Being a six-year-old mom, I would say, I seen through many negotiations and tantrums only to fall flat on my face, in an attempt to feed my little one the “mighty vegetables”.  Until one fine day, I sat myself down and thought about – how can I make vegetables interesting? I am not the only mom struggling with this issue and there must be ways beyond pureeing them all up (btw pureed veggies suck! )? I started reading food blogs, spoke to my mum and just simply tried making food from my perspective as if I would have to eat it and there on – ideation and innovation in cooking for my bub came very easy.
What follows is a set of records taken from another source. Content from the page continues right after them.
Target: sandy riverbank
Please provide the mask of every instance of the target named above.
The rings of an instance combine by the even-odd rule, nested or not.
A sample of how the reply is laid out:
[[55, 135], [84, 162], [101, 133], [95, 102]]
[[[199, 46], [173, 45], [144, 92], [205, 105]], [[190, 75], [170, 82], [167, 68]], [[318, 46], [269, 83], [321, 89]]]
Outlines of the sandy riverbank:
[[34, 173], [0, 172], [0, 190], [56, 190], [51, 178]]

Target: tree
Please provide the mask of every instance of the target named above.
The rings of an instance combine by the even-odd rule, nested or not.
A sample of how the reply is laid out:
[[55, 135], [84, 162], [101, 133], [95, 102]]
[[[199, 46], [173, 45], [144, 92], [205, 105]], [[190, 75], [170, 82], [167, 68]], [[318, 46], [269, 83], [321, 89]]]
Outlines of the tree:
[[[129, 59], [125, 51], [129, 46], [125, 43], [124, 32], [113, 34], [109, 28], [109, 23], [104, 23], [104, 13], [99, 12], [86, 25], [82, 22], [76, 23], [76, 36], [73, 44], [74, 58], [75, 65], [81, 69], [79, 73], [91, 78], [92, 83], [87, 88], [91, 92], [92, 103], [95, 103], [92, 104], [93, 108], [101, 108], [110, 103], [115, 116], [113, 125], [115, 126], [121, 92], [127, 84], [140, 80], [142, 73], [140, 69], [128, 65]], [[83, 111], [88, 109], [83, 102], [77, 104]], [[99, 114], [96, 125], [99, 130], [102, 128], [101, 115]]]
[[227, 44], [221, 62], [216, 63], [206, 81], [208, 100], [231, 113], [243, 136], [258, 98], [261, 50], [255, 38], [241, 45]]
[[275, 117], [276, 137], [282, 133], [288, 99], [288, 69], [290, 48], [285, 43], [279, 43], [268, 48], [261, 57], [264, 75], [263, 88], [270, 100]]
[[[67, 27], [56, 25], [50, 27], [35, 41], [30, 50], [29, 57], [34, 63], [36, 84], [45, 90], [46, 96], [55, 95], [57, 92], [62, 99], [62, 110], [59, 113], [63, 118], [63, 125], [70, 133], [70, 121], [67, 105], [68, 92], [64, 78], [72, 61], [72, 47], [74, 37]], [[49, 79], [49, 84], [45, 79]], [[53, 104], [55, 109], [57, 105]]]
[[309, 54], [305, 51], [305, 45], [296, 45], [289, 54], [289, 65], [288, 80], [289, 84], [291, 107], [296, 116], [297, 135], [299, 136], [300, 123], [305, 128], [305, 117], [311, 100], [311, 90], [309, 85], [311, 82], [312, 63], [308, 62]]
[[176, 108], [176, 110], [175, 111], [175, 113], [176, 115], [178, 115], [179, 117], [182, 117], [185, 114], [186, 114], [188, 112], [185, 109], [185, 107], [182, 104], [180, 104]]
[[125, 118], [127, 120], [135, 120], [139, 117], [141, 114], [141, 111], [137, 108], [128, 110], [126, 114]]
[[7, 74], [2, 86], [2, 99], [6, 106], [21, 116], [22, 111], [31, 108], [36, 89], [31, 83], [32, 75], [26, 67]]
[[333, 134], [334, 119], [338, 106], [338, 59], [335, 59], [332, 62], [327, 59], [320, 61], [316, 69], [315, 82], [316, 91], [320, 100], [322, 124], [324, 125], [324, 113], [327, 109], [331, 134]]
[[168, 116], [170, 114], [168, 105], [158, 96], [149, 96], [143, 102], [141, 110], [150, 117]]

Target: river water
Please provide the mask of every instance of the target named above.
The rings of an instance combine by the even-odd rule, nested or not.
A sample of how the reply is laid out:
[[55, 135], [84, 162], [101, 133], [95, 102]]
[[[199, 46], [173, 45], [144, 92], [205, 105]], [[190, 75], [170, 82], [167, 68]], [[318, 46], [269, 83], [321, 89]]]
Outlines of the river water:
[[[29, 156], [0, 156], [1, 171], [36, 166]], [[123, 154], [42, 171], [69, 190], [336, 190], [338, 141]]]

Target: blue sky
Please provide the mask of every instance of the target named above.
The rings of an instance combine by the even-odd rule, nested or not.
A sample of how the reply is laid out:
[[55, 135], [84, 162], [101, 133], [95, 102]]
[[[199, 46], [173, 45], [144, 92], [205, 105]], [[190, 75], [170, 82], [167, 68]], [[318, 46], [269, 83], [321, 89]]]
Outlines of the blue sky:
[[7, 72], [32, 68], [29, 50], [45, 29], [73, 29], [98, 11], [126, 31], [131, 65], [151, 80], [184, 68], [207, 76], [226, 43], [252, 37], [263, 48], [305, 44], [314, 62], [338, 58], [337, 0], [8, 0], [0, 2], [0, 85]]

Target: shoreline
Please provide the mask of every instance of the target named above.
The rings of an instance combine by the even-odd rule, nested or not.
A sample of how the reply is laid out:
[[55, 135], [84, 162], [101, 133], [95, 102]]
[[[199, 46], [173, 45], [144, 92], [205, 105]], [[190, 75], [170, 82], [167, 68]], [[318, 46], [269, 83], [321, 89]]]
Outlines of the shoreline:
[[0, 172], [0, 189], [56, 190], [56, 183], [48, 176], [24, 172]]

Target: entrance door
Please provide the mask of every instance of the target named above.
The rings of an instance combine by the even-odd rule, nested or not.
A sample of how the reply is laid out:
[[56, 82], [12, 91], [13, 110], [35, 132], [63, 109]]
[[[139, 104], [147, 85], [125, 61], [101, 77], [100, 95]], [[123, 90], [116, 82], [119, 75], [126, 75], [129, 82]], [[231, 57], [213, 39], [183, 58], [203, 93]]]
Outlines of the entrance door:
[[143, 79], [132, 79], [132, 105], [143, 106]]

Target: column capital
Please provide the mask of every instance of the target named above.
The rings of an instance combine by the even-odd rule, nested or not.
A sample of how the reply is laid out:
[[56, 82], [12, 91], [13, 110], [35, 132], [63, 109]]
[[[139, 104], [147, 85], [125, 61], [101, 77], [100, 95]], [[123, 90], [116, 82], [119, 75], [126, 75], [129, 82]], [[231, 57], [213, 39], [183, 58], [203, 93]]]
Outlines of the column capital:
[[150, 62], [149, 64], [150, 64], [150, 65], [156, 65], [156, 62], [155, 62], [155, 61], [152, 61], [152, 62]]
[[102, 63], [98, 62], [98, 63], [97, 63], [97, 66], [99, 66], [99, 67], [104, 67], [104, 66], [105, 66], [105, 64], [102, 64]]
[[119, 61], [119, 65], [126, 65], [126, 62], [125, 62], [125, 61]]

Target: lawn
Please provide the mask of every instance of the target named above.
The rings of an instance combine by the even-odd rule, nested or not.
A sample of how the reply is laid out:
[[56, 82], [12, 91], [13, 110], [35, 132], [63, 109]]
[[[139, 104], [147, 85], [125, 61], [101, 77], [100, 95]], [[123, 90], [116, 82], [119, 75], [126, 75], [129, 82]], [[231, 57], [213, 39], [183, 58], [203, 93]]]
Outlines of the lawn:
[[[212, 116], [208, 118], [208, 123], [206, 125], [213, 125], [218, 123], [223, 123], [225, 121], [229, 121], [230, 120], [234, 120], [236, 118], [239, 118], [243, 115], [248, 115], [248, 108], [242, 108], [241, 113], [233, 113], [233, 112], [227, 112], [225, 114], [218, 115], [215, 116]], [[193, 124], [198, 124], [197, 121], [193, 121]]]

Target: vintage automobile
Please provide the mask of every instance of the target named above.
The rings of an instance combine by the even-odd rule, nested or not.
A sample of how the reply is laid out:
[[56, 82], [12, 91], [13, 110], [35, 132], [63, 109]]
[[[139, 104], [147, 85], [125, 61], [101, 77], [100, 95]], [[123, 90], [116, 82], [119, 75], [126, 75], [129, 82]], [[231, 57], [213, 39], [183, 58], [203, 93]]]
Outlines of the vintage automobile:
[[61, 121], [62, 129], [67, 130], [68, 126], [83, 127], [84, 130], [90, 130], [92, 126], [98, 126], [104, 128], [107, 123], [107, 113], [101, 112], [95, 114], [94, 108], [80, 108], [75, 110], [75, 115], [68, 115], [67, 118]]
Read Also: Milk intolerance in babies

A few things to keep in mind, while trying to feed your kids vegetables:

  • A little effort while plating the food goes a long way, make the plate visually appealing for the child – if it looks interesting the kid will be more than willing to eat. Look up a plethora of ideas on Pinterest.
  • Know your child’s pallet, there would always be a few vegetables that your kid doesn’t like, which is okay. Focus on what he/ she likes very much or even moderately.
  • Make dinner time sacrosanct, without any distractions of screen time or playing while eating. Mealtime should have more of conversation, so the child focuses on eating and gets to know the taste of food, this way they will remember what they ate.
  • Give colour to the pallet to make it look interesting. In Indian cooking, we tend to use turmeric which makes the whole dish yellow, ditch this spice occasionally and cook with natural veggie colours.
  • Don’t give up too soon.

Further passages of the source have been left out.